Wat doet de overheid en wat de markt? Welke taakverdeling is volgens u ideaal?
“De overheid moet slimme bedrijven niet in de weg lopen. De oude gaswet zat bijvoorbeeld meer in de weg dan dat hij oplossingen bood. We moeten goed nadenken welke wetten nodig zijn. Ik zie liever niet dat er regels bijkomen. Ik merk dat de energietransitie altijd harder gaat dan we denken. Innovatie moeten we versnellen met subsidies of met een innovatiebox. Uiteindelijk vind ik dat de energievoorziening op zichzelf moet draaien, zonder subsidie.”

Wat verandert er vooral door de energietransitie?
“Mensen worden naast consument ook meer en meer producent van energie. Het hele fiscale stelsel wordt daardoor anders. Vroeger was het simpel: je had energiecentrales en afnemers. Nu sprak ik pas iemand die zijn hele huis vol zonnepanelen heeft gelegd, waardoor hij geen energiebelasting meer betaalt. Er wordt door steeds minder mensen bijgedragen aan de energiebelasting. Dat vraagt om een herziening van het belastingstelsel op energie.”

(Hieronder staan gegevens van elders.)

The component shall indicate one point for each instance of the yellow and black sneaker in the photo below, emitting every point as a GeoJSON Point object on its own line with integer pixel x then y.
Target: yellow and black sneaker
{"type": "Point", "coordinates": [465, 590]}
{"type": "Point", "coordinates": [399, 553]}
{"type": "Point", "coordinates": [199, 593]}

Hoe kenschetst u de energietransitie op dit moment en hoe zou het over vier jaar moeten zijn?
“De situatie is nu versnipperd. Over vier jaar hoop ik dat er meer samenhang is. Warmte, duurzame  energie, zon, opslag, isolatie: het is een totaalpakket. We zouden alle facetten samen moeten bekijken bij de vraag hoe mijn energiebehoefte er over 10 jaar uitziet.”

Waar verheugt u zich op in de komende periode?
“De energietransitie gaat snel! Ik ben benieuwd naar innovatieve technieken. Ik zie bijvoorbeeld uit naar mooie oplossingen voor opslag van energie. En ik verheug me ook op de samenwerking met de collega’s in de Tweede Kamer en met de nieuwe minister.”

Op welke technologische doorbraak hoopt u?
“Ik heb grote verwachtingen van waterstof. Dat zou een goede oplossing kunnen zijn voor veel problemen in Nederland. Waterstof kan hopelijk opslag bieden voor een betaalbare prijs.”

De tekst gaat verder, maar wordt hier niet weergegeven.